The definition of State Design Pattern as per the  original Gang of Four book is; “Defines a set of encapsulated algorithms that can be swapped to carry out a specific behavior”

Real time use case

  1. A data compression software like winzip, provides different algorithms to perform gip, gzip, tar, jar, 7zip format. At runtime client chooses which type of algorithm to be performed.
  2. Email client like outlook, supports various email types such as plain text and HTML type. It allow client to choose the email format.

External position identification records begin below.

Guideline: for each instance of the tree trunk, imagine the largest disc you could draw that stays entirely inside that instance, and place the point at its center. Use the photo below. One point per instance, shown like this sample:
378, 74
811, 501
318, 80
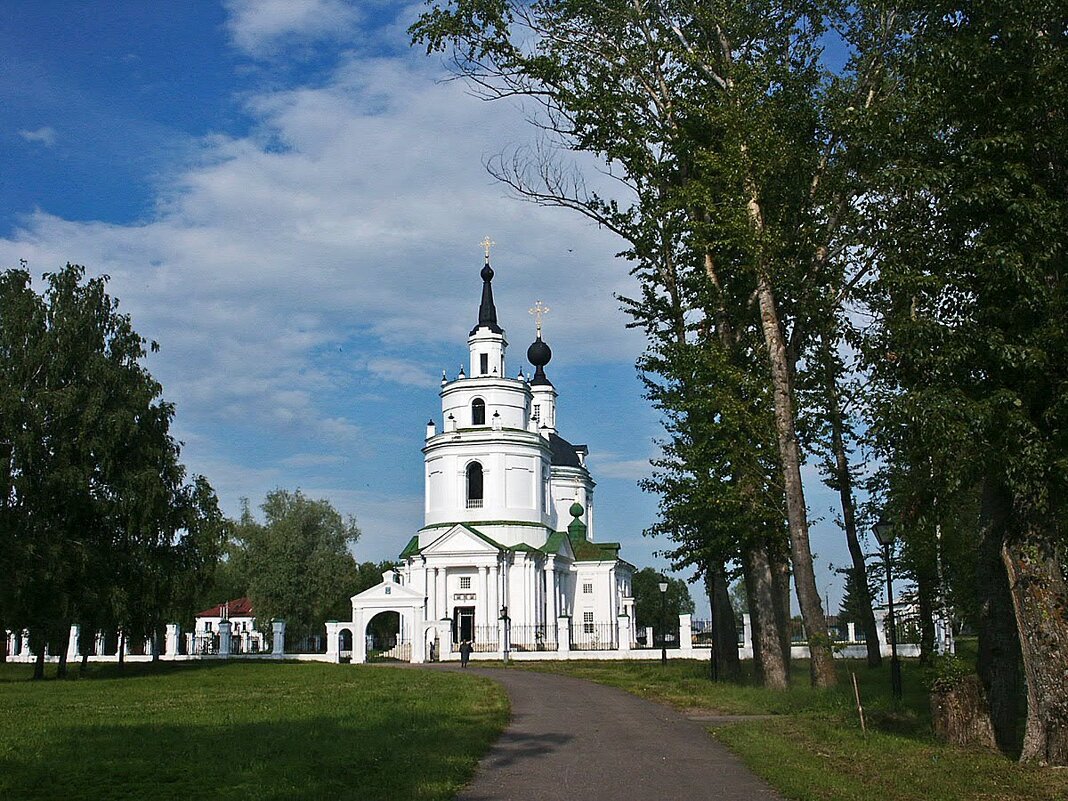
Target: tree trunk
961, 715
925, 602
999, 658
1040, 603
767, 646
804, 575
781, 580
725, 632
64, 646
844, 480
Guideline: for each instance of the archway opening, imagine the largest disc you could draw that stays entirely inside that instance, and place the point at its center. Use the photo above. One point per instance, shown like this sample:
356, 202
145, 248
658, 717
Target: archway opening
385, 639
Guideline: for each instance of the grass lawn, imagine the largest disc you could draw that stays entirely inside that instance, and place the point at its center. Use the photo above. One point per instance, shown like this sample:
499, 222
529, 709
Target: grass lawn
242, 731
812, 749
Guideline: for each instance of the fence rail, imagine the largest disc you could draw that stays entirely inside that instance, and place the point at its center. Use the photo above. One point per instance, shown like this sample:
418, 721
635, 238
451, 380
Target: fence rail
537, 637
484, 640
593, 635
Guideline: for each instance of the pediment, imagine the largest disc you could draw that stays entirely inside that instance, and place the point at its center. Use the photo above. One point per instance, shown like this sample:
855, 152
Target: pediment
460, 539
388, 591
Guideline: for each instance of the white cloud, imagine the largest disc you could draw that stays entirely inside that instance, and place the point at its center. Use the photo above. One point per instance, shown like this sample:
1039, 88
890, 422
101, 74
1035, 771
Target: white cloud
610, 466
45, 135
347, 222
258, 27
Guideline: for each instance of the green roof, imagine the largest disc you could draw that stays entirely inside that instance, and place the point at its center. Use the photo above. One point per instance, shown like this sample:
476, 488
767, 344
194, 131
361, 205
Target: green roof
412, 548
586, 551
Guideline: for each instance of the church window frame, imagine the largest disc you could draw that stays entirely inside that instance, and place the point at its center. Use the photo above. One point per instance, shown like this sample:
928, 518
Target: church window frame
475, 485
477, 411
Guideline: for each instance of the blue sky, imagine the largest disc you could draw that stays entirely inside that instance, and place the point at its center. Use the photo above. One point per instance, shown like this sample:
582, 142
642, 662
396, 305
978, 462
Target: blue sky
289, 200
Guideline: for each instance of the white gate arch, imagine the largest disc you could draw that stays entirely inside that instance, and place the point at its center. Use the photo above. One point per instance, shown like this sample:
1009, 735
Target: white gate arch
389, 596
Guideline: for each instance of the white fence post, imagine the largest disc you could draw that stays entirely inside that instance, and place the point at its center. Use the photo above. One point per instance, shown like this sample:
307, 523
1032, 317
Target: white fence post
564, 634
623, 631
686, 634
278, 638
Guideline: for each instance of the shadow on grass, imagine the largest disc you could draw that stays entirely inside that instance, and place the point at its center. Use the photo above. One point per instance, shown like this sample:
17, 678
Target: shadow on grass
318, 757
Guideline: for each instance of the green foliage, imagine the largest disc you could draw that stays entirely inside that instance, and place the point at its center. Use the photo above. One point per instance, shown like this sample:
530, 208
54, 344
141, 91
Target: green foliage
297, 564
647, 599
246, 731
97, 522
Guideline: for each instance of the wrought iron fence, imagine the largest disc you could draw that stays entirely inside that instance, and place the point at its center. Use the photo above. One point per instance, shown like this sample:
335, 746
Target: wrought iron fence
593, 635
484, 640
538, 637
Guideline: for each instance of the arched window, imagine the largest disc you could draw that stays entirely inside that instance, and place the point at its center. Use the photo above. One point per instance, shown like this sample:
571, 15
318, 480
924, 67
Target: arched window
474, 485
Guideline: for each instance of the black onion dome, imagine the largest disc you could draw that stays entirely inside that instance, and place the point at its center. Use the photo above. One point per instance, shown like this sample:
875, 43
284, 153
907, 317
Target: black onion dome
539, 355
487, 312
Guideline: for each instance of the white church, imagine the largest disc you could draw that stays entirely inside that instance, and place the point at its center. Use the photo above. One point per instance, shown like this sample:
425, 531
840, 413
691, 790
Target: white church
506, 559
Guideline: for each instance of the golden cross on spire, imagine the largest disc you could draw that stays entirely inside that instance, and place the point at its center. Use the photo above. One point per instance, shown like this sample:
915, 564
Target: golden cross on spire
538, 311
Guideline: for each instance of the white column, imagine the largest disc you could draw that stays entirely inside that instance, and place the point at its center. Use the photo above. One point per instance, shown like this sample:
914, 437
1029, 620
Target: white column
171, 640
278, 638
432, 593
73, 643
484, 618
623, 632
495, 595
550, 593
333, 647
442, 582
531, 592
563, 634
686, 633
223, 638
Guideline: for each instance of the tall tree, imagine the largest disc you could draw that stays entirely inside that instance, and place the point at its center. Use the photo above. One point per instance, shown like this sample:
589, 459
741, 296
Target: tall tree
968, 219
297, 563
647, 598
720, 120
94, 508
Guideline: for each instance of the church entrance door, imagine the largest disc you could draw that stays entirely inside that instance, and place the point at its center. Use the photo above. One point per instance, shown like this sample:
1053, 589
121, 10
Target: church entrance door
462, 624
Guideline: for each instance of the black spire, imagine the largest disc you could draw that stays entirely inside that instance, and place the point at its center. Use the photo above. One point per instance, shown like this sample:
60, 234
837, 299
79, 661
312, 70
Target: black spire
487, 312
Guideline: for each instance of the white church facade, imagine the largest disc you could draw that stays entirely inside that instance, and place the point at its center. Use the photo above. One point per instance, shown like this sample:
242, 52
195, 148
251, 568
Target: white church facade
506, 559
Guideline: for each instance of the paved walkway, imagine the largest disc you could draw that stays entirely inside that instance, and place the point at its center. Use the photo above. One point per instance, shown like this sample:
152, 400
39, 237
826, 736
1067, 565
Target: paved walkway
575, 740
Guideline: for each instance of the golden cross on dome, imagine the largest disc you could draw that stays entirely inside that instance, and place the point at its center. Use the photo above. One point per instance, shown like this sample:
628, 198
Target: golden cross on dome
538, 311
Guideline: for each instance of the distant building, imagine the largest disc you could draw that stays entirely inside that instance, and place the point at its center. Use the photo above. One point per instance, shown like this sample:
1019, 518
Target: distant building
245, 639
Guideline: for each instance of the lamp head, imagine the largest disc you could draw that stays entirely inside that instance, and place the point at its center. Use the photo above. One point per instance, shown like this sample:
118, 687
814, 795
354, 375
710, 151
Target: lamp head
883, 530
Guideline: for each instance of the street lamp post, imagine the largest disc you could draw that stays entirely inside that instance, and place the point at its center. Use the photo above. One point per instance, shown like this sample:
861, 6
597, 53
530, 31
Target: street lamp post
663, 622
504, 645
884, 533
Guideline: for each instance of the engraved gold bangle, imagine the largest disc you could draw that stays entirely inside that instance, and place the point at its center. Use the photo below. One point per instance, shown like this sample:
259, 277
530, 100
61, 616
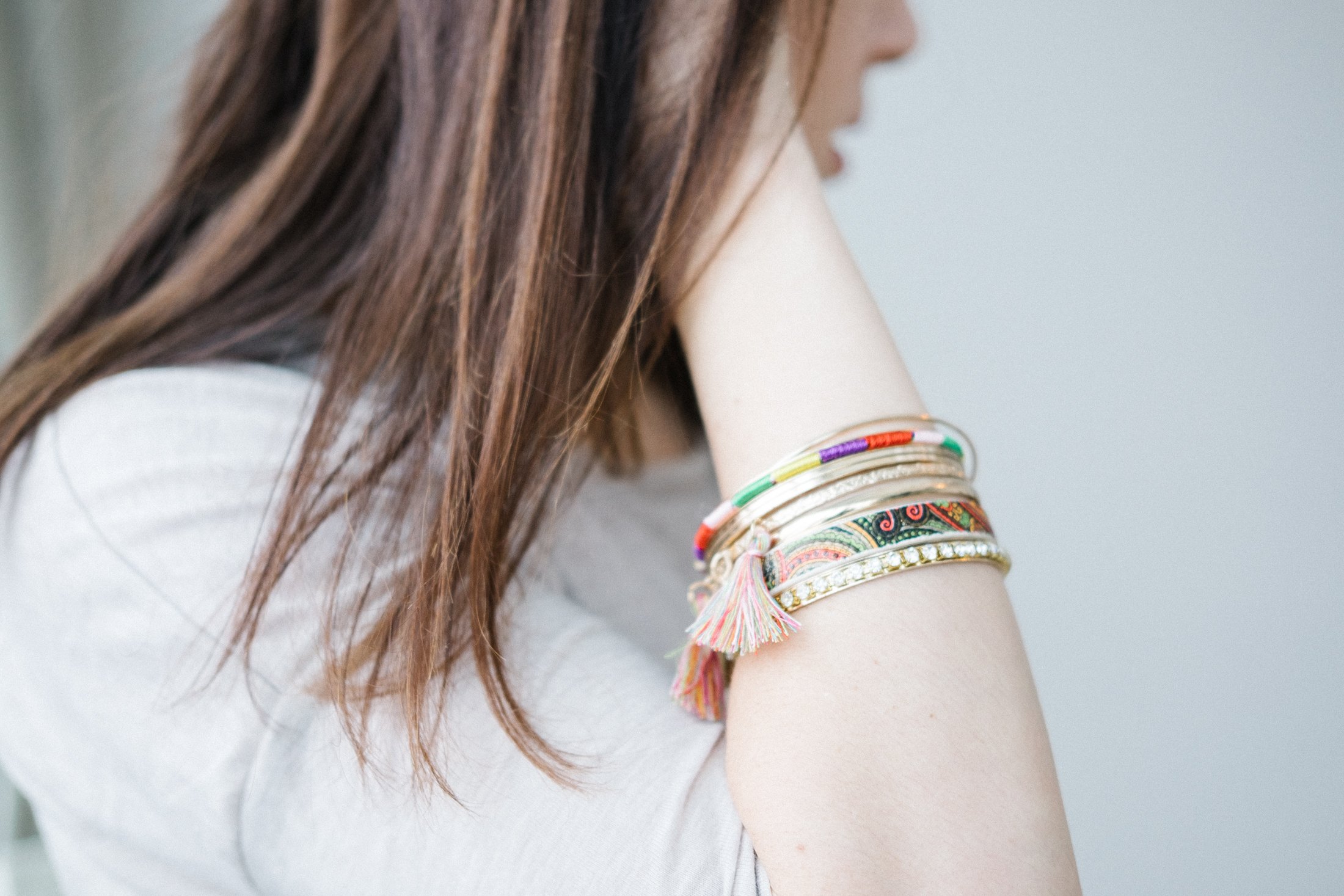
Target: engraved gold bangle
904, 490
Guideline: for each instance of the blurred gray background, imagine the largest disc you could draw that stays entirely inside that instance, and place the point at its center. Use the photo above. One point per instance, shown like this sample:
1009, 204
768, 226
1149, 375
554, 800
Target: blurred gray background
1111, 242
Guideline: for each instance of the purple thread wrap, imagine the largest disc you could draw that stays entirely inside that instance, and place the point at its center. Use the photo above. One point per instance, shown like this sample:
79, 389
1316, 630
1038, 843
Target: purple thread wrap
844, 449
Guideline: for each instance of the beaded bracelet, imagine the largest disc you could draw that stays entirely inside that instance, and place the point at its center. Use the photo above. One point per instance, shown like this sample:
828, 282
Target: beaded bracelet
836, 481
808, 461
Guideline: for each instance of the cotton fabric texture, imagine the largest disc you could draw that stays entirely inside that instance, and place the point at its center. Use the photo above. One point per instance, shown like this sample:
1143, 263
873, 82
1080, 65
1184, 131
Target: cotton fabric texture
126, 524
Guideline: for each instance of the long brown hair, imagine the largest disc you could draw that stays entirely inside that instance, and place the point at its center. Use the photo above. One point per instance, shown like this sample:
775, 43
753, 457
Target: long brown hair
461, 209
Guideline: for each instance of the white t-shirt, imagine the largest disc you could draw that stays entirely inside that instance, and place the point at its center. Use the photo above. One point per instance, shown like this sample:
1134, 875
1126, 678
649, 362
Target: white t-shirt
125, 528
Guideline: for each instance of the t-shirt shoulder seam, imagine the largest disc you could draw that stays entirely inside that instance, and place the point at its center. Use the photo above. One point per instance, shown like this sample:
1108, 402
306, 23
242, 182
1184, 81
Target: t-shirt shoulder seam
120, 556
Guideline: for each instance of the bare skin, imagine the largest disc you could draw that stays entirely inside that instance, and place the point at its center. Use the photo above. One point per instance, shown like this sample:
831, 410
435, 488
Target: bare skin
896, 745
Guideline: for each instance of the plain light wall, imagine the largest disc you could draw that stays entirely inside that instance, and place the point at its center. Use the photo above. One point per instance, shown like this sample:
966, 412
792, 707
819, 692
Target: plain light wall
1109, 239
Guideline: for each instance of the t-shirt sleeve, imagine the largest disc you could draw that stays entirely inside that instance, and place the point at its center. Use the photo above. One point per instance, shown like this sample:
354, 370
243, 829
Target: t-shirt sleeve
649, 810
124, 536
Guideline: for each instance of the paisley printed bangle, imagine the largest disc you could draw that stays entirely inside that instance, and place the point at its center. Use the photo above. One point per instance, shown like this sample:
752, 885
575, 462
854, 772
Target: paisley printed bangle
875, 564
870, 533
811, 460
831, 484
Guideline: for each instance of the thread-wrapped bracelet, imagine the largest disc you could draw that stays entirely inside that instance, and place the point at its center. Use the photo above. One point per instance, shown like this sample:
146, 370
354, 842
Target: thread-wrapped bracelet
808, 461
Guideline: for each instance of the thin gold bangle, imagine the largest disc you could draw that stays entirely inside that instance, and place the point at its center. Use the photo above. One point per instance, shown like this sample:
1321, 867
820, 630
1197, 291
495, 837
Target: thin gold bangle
902, 490
822, 477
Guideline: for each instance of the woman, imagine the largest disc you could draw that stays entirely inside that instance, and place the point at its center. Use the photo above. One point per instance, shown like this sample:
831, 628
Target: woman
343, 508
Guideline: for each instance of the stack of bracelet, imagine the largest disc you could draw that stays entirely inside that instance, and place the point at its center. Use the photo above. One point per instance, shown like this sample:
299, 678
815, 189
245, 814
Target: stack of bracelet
855, 506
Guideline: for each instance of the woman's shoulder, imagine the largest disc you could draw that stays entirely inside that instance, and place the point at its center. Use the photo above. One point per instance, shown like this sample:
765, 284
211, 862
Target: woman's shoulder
180, 406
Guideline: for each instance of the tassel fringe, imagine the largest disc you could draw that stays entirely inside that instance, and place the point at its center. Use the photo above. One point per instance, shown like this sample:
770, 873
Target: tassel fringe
742, 616
701, 676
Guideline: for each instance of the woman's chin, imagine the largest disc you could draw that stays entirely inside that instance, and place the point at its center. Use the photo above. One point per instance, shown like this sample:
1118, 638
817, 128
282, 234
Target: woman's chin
830, 162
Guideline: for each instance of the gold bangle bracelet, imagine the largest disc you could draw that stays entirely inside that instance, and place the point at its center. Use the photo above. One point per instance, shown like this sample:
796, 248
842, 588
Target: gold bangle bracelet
899, 492
866, 567
823, 477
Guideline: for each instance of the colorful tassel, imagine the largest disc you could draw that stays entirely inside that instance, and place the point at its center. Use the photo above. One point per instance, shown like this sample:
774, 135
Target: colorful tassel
742, 616
701, 675
699, 682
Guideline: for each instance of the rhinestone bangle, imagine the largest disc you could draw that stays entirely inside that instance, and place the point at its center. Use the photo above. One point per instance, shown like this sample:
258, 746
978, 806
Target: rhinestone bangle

How Strategy pattern works?

The Strategy pattern is simple yet popular design pattern, mostly works together with State pattern. Following are the steps involved to create strategy design pattern:
  1. Implement a Strategy interface for your strategy objects. This interface defines the strategy object behavior.
  2. Implement Concrete Strategy classes that implements the Strategy interface defined in the above step
  3. Create a Context class and maintain the reference to strategy object. Create setter and getter method  to allow access to strategy object

Strategy Design Pattern Example

Let us take the example of a program that perform various number sorting algorithm such as Insertion sort, Selection Sort, Merge Sort etc. It allows client to choose which type of sorting he would like to perform.
The above use case can be represented in the following class diagram
Strategy Design Pattern Java
SortingStrategy.java
public interface SortingStrategy {

 public void sort(int[] numbers);

}
SelectionSort.java
public class SelectionSort implements SortingStrategy {

 @Override
 public void sort(int[] numbers) {
  System.out.println("Selection Sort!");

  int i, j, first, temp;
  for (i = numbers.length - 1; i > 0; i--) {
   first = 0;
   for (j = 1; j <= i; j++) {
    if (numbers[j] > numbers[first])
     first = j;
   }
   temp = numbers[first];
   numbers[first] = numbers[i];
   numbers[i] = temp;
  }
  
  System.out.println(Arrays.toString(numbers));
 }
}
InsertionSort.java
public class InsertionSort implements SortingStrategy {

 @Override
 public void sort(int[] numbers) {
  System.out.println("Insertion Sort!");

  for (int i = 1; i < numbers.length; i++) {
   int temp = numbers[i];
   int j;
   for (j = i - 1; (j >= 0) && (numbers[j] > temp); j--) {
    numbers[j + 1] = numbers[j];
   }
   numbers[j + 1] = temp;
  }

  System.out.println(Arrays.toString(numbers));
 }
}
public class SortingContext {
 
 private SortingStrategy strategy;
 
 public void setSortingMethod(SortingStrategy strategy) {
  this.strategy = strategy;
 }
 
 public SortingStrategy getStrategy() {
  return strategy;
 }
 
 public void sortNumbers(int[] numbers){
  strategy.sort(numbers);
 }
}
TestMain.java
Here is how client using strategy pattern
public class TestMain {

 public static void main(String[] args) {
  
  int numbers[] = {20, 50, 15, 6, 80};
  
  SortingContext context = new SortingContext();
  context.setSortingMethod(new InsertionSort());
  context.sortNumbers(numbers);
  
  System.out.println("***********");
  context.setSortingMethod(new SelectionSort());
  context.sortNumbers(numbers);
  
 }
}
Output
Insertion Sort!
[6, 15, 20, 50, 80]
***********
Selection Sort!
[6, 15, 20, 50, 80]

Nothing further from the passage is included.